Asked if Israel was considering a ground operation in the Palestinian territory, Defense Minister Ehud Barak told Israel Radio that "if we need a ground operation there will be a ground operation. We will do whatever necessary to stop this wave" of violence.
The Israeli military said 72 rockets and mortars landed in Israel by mid-afternoon, and that Israeli aircraft struck Gaza four times.
Hamas' military wing and a smaller militant faction claimed credit for the rocket and mortar fire.
The smaller group - the Popular Resistance Committees - said one of its members died in one of the airstrikes, and Gaza health official Dr. Ashraf al-Kidra said another Gaza man died of wounds sustained in an attack Tuesday night that killed two militants. No militant group claimed him as a member.
The deaths brought to four the number of Palestinians who have died in strikes on Gaza in the past two days.
Two foreign workers in Israel were critically wounded in the rocket fire Wednesday, and a number of militants were injured in the Israeli air attacks, Israeli and Palestinian health officials said. Hamas security forces were ordered to evacuate their facilities for fear they would become targets of Israeli airstrikes, and some schools in southern Israel and Gaza canceled classes.
One of the rockets hit a house, causing no injuries, and one of the airstrikes struck a mosque in the southern Gaza village of Khouza for the second time in several weeks.
Crossings between Gaza and Israel were shut down following the exchanges of fire.
Hamas has largely stayed out of direct confrontation with Israel since a major Israeli offensive in Gaza four years ago inflicted heavy casualties and damage, and halted much of the rocket fire.
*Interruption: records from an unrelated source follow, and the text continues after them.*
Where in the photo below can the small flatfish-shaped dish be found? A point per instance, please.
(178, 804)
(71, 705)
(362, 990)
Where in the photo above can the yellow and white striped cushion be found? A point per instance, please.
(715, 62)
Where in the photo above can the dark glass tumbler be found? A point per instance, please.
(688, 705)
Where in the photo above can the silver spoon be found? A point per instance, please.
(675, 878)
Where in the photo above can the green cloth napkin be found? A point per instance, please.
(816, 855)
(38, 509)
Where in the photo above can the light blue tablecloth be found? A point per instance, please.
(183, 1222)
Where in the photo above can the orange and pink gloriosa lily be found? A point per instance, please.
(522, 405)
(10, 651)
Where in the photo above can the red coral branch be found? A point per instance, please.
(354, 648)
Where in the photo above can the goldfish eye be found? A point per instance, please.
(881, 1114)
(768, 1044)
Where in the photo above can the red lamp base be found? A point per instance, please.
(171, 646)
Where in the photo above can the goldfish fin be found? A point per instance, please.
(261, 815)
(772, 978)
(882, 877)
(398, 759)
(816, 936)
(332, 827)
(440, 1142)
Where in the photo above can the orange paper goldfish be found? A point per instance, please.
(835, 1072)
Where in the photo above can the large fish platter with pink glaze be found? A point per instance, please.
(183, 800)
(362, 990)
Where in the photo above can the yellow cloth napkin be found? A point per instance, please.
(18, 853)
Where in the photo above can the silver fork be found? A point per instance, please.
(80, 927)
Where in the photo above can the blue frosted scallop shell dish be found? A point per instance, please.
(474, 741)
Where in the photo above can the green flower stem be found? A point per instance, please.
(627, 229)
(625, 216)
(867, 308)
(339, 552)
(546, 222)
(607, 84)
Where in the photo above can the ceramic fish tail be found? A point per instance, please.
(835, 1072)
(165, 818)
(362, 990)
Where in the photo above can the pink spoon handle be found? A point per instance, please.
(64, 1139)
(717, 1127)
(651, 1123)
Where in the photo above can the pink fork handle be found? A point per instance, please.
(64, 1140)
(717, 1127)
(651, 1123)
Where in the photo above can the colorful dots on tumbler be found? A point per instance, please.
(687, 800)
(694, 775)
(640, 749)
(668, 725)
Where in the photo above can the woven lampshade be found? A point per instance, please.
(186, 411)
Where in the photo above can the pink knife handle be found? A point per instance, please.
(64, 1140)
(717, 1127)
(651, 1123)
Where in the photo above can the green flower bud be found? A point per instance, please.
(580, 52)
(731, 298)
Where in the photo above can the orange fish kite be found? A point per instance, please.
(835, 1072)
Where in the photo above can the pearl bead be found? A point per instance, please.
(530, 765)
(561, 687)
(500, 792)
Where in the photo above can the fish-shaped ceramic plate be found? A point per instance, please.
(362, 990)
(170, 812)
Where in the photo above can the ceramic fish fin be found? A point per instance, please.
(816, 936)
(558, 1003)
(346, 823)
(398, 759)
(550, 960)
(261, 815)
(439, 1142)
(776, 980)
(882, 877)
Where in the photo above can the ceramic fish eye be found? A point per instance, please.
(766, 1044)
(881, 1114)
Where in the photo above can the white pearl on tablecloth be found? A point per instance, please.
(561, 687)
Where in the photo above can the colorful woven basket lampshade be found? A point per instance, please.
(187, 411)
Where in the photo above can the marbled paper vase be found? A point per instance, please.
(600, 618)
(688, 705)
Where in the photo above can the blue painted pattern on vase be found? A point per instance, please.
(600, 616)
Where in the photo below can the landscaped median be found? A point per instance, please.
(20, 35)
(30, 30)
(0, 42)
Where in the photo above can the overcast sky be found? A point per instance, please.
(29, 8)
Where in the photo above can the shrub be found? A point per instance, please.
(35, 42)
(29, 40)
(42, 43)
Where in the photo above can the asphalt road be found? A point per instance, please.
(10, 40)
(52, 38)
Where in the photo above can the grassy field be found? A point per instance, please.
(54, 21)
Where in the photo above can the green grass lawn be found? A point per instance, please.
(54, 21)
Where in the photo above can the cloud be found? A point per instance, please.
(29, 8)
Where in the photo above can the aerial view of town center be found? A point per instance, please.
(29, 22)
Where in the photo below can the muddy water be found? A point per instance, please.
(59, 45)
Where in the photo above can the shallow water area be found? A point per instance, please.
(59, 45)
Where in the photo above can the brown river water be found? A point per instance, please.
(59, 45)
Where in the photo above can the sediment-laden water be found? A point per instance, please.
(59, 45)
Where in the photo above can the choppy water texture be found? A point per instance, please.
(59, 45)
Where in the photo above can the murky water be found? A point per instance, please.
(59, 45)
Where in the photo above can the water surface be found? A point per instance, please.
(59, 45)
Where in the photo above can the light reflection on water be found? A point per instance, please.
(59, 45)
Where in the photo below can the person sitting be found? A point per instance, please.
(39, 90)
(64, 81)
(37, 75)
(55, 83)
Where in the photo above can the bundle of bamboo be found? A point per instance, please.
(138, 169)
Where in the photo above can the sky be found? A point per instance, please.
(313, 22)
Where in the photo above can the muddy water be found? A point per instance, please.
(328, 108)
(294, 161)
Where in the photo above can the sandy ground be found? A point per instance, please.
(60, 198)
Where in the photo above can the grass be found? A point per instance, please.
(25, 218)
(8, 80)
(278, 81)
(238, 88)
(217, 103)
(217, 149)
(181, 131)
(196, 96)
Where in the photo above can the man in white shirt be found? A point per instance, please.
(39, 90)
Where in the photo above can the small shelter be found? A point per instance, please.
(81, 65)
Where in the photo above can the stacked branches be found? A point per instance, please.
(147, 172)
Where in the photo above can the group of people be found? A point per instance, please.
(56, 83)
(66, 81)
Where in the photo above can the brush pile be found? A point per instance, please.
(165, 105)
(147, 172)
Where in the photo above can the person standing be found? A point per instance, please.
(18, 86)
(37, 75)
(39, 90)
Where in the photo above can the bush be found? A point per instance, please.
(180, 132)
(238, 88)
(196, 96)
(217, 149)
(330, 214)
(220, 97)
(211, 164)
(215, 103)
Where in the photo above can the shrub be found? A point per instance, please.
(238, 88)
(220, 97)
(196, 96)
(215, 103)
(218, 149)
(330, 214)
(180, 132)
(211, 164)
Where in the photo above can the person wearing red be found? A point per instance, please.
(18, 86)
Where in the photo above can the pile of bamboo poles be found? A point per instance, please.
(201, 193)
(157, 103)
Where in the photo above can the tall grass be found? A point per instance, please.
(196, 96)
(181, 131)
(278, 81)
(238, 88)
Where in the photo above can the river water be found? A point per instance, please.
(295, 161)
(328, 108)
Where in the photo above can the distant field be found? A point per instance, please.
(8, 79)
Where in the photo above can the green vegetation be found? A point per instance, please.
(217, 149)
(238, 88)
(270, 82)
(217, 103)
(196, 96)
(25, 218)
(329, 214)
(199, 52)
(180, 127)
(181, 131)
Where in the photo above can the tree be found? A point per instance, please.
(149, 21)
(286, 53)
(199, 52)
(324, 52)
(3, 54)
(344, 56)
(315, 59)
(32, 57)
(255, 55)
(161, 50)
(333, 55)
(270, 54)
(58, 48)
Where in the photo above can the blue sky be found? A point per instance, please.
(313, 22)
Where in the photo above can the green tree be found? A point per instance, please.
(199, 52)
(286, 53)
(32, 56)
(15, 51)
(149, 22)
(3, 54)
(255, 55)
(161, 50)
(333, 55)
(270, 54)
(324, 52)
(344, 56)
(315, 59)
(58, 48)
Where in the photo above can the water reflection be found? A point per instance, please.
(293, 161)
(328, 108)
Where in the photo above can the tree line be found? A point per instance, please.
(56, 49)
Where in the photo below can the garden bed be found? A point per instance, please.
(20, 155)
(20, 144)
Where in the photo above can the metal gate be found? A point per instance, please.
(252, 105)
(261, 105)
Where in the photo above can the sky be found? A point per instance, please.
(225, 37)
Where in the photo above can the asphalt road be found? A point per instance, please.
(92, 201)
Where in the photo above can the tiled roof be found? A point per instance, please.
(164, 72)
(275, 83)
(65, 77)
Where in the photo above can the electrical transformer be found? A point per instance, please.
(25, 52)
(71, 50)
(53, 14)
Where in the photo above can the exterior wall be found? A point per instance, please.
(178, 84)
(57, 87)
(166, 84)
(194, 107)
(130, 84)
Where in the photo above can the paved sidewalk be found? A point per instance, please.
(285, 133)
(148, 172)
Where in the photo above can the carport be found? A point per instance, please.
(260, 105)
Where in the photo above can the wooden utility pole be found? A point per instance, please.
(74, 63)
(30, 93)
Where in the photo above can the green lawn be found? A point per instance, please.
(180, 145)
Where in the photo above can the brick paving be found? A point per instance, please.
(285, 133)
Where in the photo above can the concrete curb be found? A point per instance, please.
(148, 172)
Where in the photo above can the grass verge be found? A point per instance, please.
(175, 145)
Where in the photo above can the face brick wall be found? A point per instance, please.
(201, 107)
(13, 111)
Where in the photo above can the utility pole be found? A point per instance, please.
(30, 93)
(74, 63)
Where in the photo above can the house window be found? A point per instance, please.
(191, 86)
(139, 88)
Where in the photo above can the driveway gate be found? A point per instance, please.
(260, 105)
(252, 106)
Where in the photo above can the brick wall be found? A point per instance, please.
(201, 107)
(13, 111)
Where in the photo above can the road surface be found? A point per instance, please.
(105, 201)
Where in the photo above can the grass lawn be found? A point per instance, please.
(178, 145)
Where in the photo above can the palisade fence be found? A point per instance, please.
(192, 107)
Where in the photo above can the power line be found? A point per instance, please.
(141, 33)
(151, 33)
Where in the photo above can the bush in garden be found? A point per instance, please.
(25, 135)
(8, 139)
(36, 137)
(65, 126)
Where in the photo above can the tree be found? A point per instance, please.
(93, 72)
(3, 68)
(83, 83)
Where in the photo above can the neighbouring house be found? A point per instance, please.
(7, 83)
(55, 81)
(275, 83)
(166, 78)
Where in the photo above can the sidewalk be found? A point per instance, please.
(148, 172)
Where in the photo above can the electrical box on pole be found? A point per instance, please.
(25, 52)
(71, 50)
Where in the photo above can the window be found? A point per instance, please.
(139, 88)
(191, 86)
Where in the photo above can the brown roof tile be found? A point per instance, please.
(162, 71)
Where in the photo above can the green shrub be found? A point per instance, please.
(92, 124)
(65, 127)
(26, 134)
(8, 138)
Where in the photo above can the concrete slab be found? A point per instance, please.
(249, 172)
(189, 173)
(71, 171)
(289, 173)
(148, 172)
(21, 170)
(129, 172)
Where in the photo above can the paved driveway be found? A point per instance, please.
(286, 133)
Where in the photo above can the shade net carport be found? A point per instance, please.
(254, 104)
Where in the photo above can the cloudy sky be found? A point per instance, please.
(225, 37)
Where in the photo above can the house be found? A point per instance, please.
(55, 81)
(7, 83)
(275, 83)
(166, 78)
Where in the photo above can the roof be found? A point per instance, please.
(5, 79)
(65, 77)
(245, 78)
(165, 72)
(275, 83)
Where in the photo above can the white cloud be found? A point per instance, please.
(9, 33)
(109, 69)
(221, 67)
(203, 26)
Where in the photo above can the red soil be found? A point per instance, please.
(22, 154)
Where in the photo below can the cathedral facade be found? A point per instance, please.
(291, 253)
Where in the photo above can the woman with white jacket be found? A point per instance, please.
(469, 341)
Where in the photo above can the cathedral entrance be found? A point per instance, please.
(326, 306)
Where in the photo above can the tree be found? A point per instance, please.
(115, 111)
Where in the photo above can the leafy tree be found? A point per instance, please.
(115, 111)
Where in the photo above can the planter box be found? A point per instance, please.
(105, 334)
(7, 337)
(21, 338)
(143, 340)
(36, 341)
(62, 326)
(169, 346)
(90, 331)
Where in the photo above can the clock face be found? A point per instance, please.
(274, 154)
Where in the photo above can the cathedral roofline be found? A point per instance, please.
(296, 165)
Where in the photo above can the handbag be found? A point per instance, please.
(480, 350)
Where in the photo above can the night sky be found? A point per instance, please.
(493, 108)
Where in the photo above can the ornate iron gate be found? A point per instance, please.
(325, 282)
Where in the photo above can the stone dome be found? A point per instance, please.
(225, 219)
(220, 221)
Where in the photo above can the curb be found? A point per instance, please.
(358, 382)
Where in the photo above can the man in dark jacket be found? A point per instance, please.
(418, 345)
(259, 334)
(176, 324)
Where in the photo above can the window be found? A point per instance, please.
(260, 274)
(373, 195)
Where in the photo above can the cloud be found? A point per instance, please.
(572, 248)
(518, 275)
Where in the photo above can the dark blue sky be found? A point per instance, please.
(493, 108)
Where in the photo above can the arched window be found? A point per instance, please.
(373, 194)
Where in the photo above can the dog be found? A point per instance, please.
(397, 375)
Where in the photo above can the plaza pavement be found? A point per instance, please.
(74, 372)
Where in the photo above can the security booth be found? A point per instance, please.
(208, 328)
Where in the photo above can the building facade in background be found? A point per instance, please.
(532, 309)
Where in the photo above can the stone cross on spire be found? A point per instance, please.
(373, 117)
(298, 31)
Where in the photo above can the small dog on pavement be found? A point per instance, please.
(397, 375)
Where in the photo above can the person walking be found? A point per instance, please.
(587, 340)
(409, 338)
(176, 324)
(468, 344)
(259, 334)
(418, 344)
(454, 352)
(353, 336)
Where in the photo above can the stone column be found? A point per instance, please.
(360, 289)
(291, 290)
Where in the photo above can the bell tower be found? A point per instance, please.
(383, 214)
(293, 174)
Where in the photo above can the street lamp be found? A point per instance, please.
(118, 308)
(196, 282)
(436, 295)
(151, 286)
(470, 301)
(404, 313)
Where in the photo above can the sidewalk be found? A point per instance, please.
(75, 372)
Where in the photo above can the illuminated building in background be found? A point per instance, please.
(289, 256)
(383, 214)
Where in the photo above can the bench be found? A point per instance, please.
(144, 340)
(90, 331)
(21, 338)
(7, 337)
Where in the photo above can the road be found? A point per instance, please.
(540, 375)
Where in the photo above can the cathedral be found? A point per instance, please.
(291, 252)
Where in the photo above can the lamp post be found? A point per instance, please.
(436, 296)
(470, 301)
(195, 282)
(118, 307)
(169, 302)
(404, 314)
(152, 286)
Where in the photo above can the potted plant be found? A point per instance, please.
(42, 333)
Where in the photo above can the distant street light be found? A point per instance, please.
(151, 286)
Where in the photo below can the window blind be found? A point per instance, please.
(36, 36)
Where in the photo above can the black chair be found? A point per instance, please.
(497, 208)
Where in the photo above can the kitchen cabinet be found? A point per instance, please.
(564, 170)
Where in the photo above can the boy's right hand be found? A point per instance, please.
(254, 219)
But it is also under pressure from various militant groups, including al-Qaida-inspired Salafis active in Gaza, to prove it remains in confrontation with Israel, whose existence it rejects.
The Qatari emir, Sheik Hamad bin Khalifa Al Thani, had urged the Iranian-backed Hamas to do everything possible to avoid violence with Israel.
But the emir's visit and promise of $400 million in aid bolstered Hamas' flagging popularity and might have encouraged it to join the latest round of hostilities, which had previously involved smaller militant groups.
"These holy missions come in response to the repeated, continuous crimes of the enemy against our people, which killed four and injured 10 in the past 48 hours," the military wing of Hamas and the Popular Resistance Committees said in a statement.